A Brief History of Labor Day (Some of It True)

President Grover Cleveland served as President of the United States of America in 1894 as the nation faced an economic panic. While Americans tightened their belts, the demand for luxury items and travel declined. In response, fat-cat president of the Pullman Palace Car Company, George Pullman, chose to hold firm on the outrageous rent he charged his workers for residing in his mandatory housing slums–while increasing employee work hours and decreasing their pay.

What followed was known as the Pullman Strike which became a nationwide conflict between labor unions and railroads. The conflict began in the town of Pullman, Illinois on May 11, and the strike effectively shut down travel west of Chicago. In solidarity, other unions went on strike and boycotted handling Pullman Cars. By June, 125,000 workers quit their jobs rather than touch anything owned by Pullman. To fill the void, railroad companies hired replacement workers, many of whom were African Americans. Racism entered into the already-charged environment.

President Grover Cleveland did what most American presidents do: he took charge. Instead of launching our nation into an unpopular war or passing reforms that most Americans don’t want, Cleveland ordered federal troops to Chicago to end the strike, constitutional authority be darned. The conflict peaked on July 6, shortly after the troops’ arrival in the city, and ended several days later.
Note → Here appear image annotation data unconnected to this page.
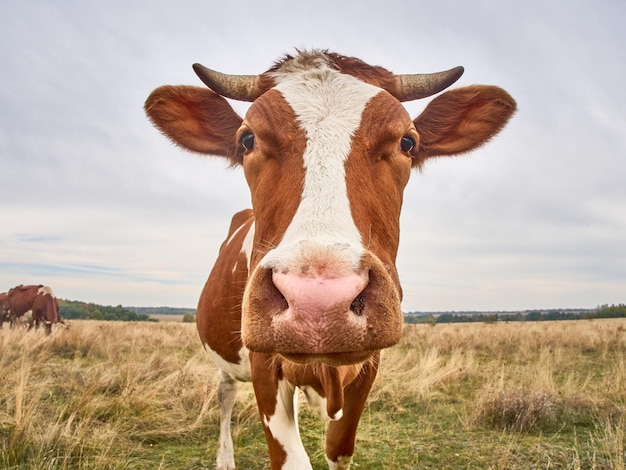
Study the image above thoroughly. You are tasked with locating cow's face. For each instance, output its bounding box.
[146,53,514,364]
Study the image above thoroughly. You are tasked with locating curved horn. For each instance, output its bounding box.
[193,64,262,101]
[392,67,464,101]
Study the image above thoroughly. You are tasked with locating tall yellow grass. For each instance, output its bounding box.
[0,320,626,469]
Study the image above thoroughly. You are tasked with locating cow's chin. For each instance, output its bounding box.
[279,351,373,367]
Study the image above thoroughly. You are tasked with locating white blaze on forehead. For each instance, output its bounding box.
[263,64,381,268]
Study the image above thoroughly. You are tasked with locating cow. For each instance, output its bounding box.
[144,50,516,470]
[8,285,63,333]
[0,292,9,328]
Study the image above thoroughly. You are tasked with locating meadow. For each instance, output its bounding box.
[0,319,626,470]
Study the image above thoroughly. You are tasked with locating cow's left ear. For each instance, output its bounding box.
[413,85,516,166]
[144,86,242,164]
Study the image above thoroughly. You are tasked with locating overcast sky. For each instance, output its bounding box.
[0,0,626,311]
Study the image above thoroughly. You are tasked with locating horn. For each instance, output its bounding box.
[391,67,464,101]
[193,64,262,101]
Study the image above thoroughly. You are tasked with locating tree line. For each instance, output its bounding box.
[404,304,626,324]
[59,299,157,321]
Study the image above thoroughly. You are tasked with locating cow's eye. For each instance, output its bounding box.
[239,132,254,150]
[400,136,415,152]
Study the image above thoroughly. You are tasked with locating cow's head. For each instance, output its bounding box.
[145,51,515,364]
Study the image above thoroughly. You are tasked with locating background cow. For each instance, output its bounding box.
[145,51,515,470]
[8,285,62,333]
[0,292,9,328]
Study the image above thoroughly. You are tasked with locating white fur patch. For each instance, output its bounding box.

In the end, over a dozen strikers were dead, and nearly 60 were seriously injured.

As a way of saying, “My bad for having federal officers kick the crap out of a few whiners” , President Cleveland declared the first Monday in September as Labor Day.

Which is ironic, don’t you think? I mean, it’s a day when most of the country stops working. Why not have a National Day of Silence where people spend 24 hours complaining about all of the things they don’t like about the world? Or National Beer Day where all of the taverns close? Or a National Day of Peace where big countries invade smaller, less popular nations?
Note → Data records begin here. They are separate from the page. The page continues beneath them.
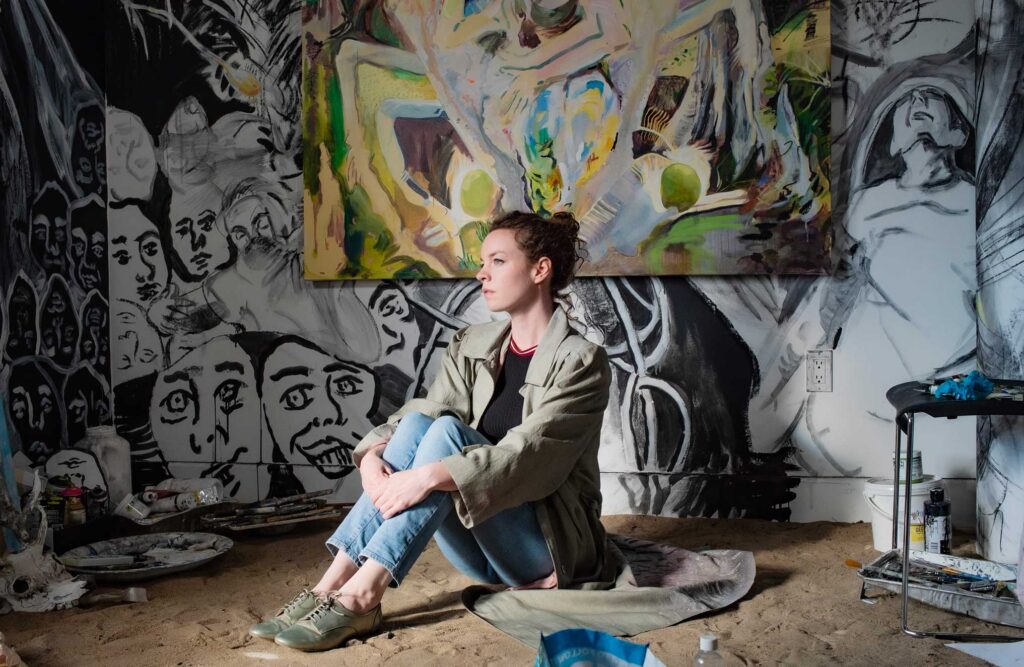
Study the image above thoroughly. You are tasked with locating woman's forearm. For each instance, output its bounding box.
[423,461,459,491]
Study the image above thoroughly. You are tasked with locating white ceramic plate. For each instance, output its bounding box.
[60,533,234,582]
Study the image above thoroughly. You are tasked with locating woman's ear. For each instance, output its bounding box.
[534,257,551,285]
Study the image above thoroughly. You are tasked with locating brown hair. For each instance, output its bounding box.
[490,211,587,296]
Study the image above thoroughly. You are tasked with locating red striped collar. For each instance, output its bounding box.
[509,338,537,357]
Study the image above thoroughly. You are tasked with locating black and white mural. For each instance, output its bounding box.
[97,0,991,519]
[0,0,113,475]
[978,0,1024,562]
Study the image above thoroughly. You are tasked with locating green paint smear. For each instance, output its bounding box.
[459,169,495,217]
[338,178,440,279]
[526,138,562,215]
[662,163,700,212]
[367,2,401,48]
[638,213,743,274]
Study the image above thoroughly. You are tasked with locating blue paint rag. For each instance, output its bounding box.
[932,371,992,401]
[534,628,665,667]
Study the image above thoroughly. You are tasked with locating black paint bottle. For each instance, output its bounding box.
[925,489,953,553]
The business world can get in on this, too. Companies can hold a National Customer Service Day where they shut down their phone lines and push everything to the internet or “intelligent voice response” options (if you use a touch tone phone). Baseball teams can have a Fan Appreciation Day where the players stay home and watch Nascar instead of playing ball at the stadium. Or companies can celebrate National Best Idea Ever Day by launching less popular products like the iPhone 5 that not only drops calls but also sends a few hundred volts of electricity into the ear of the user.
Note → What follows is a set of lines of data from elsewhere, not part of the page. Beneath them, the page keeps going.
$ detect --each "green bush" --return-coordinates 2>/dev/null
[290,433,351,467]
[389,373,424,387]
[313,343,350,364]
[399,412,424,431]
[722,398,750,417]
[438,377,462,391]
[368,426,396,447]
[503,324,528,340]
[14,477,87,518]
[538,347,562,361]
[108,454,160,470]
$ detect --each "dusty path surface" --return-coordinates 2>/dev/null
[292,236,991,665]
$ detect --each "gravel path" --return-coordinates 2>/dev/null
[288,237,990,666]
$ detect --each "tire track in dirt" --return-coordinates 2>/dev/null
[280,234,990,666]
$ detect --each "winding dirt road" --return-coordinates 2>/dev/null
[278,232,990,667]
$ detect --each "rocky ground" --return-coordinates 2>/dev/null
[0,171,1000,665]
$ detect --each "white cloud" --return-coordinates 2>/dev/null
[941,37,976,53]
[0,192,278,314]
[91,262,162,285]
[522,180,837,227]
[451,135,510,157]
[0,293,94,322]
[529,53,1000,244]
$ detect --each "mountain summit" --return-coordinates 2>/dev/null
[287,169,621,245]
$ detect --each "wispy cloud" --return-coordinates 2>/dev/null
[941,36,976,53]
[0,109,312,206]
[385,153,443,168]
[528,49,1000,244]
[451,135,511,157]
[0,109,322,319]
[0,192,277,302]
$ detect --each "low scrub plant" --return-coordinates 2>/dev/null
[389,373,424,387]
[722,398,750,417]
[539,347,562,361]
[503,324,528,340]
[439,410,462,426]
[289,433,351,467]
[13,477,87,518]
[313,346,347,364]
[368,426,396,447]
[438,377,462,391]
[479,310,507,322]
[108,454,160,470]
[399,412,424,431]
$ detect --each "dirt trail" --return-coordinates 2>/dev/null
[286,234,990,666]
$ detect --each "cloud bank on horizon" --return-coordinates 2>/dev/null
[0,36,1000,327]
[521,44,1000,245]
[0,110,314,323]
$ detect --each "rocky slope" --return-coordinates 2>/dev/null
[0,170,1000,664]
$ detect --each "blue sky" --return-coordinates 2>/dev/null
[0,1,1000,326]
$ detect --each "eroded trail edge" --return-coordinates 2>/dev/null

In truth, Labor Day is good for the economy. Bored people spend money. They go to movies that no one really wants to see. They eat foods that won’t digest for a week. And they consume too much alcohol, helping both Anheuser Busch and Wyeth, the makers of Advil. And my town has something called The Last Fling, a street fair with games, rides, and entertainment. And you know what that means? Recently released convicts now have secure jobs setting up carnival rides that weigh several tons and will carry hundreds of children into a land of entertainment.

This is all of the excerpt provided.